The physical beauty of the Popocatépetl and Iztaccíhuatl volcanoes is even more romantic than their love story. Monuments to nature’s wonder, you can get breathtaking views of both in the Paso de Cortés, where a visitors’ center for the Izta-Popo Zoquiapan National Park sits surrounded by nothing but sweeping prairie and these two giants on either side.

A few kilometers deeper into the parque and you will find the Buenavista Villa Turistica, a campground with a dozen or so cabins, a restaurant, and small man-made lake. I suggest visiting during the week if you can when the tourist crowd thins and you will have the place basically to yourself.

Cabins are simple, sturdy king-size or full-size beds, fireplaces, a few shelves to store your things and bathrooms. Smaller cabins accommodation two to six people and there is a massive family inn for big groups. The complex itself is pleasant to wander around, and several people have vacation homes built in a rustic style similar to the rest of the complex.

But exploring Itza and Popo (as they are lovingly called) is the best attraction in the area. There are several walking trails from the visitors’ center and great photo opps. The pass is over 11,000 feet above sea level so even in warmer months expect to have to bundle up, at least at night. Also make sure you check the activity status of our friend Popo — when he’s spitting ash the park is off limits.

One of the cabins at Buenavista.
One of the cabins at Buenavista.

Probably my favorite on this list is Rancho Santa Elena, a former hacienda once owned by members of the Hernan Cortés family. Part of the charm of this small handful of cabins is that there are three small kitchens for guests to use.

The best set-up is in the gallinero-style cabin with its own outdoor kitchen attached to the back. The two gallinero cabins sit side by side, each with a king-size bed and a loft with either two twins or a full mattress. The other cabins in the main hacienda building have full beds and an area with bunkbeds but feel like a tighter fit.

There are also 10 camping spots scattered through the acreage and a massive cabin that sleeps 15 for big groups.

The hacienda has acres of hiking trails and a small reservoir for swimming (although at its fullest the water is freezing cold) and kayaking.

The hacienda provides trail maps but the trails aren’t well marked at the moment. Hopefully that will be something they improve in the future.

Also, several mountain biking trails and courses are set up throughout owing to the fact that the owner’s daughter is Daniela Campuzano, who represented Mexico at the Rio Olympics in mountain biking.

A walk through the pines, just a few hours from Mexico City.
A walk through the pines, just a few hours from Mexico City.

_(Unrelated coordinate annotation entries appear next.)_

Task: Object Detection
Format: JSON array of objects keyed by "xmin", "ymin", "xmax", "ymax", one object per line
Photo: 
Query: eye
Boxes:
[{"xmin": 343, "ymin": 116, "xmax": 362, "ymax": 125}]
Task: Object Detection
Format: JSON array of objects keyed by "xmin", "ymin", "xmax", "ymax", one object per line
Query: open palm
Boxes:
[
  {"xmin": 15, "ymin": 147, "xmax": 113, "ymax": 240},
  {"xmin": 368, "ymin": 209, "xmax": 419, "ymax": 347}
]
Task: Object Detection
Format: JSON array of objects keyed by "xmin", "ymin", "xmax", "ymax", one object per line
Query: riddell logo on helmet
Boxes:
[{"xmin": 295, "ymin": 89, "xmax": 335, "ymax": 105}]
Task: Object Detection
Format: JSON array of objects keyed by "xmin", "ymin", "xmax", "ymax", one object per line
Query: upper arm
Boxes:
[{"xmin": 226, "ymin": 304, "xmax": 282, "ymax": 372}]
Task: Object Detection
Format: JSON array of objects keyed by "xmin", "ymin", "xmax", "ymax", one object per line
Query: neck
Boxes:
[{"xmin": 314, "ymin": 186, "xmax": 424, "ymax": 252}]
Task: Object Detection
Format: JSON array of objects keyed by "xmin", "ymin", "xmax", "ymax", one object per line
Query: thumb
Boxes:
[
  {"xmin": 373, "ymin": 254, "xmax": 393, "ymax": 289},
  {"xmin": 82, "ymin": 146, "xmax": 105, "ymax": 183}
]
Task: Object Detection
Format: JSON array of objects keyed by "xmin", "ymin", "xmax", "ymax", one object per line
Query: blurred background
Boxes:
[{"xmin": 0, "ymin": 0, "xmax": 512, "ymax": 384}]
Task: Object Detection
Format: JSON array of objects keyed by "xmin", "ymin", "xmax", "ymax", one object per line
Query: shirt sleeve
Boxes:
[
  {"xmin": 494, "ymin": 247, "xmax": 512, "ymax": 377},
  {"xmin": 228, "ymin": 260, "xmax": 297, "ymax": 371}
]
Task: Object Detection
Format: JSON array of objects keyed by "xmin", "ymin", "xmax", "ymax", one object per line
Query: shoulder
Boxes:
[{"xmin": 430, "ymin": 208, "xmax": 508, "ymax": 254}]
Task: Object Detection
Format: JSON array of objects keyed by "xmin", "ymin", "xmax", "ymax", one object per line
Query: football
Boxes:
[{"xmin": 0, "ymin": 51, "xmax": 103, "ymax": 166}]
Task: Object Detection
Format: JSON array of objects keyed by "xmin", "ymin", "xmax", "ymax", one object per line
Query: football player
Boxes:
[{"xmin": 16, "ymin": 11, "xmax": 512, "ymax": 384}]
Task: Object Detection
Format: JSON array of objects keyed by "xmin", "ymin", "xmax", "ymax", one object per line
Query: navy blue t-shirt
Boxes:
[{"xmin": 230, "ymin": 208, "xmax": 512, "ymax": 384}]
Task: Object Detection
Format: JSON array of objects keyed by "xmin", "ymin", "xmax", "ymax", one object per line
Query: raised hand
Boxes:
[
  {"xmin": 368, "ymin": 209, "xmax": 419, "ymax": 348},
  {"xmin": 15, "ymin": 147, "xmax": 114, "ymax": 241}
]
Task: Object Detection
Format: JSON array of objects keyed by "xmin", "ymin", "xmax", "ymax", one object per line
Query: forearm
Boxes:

The closest town from the ranch is about a 20-minute drive. There is a small shop with some basics (they even have wifi) but it’s best to bring all the food you need as what you can find is limited. The kitchens are 100% stocked with pots, pans, dishes and hand towels.

The view of the surrounding mountains, the silence and the pleasant but invisible staff make this place an absolute delight.

So now you know, if you want to hunker down and get cozy cabin-style in Mexico, here are three great options for fireplaces, mountain views and clean forest air. As an added bonus each of the places I mentioned is pet-friendly (some for a fee). See you in the woods!

Lydia Carey is a freelance writer based in Mexico City.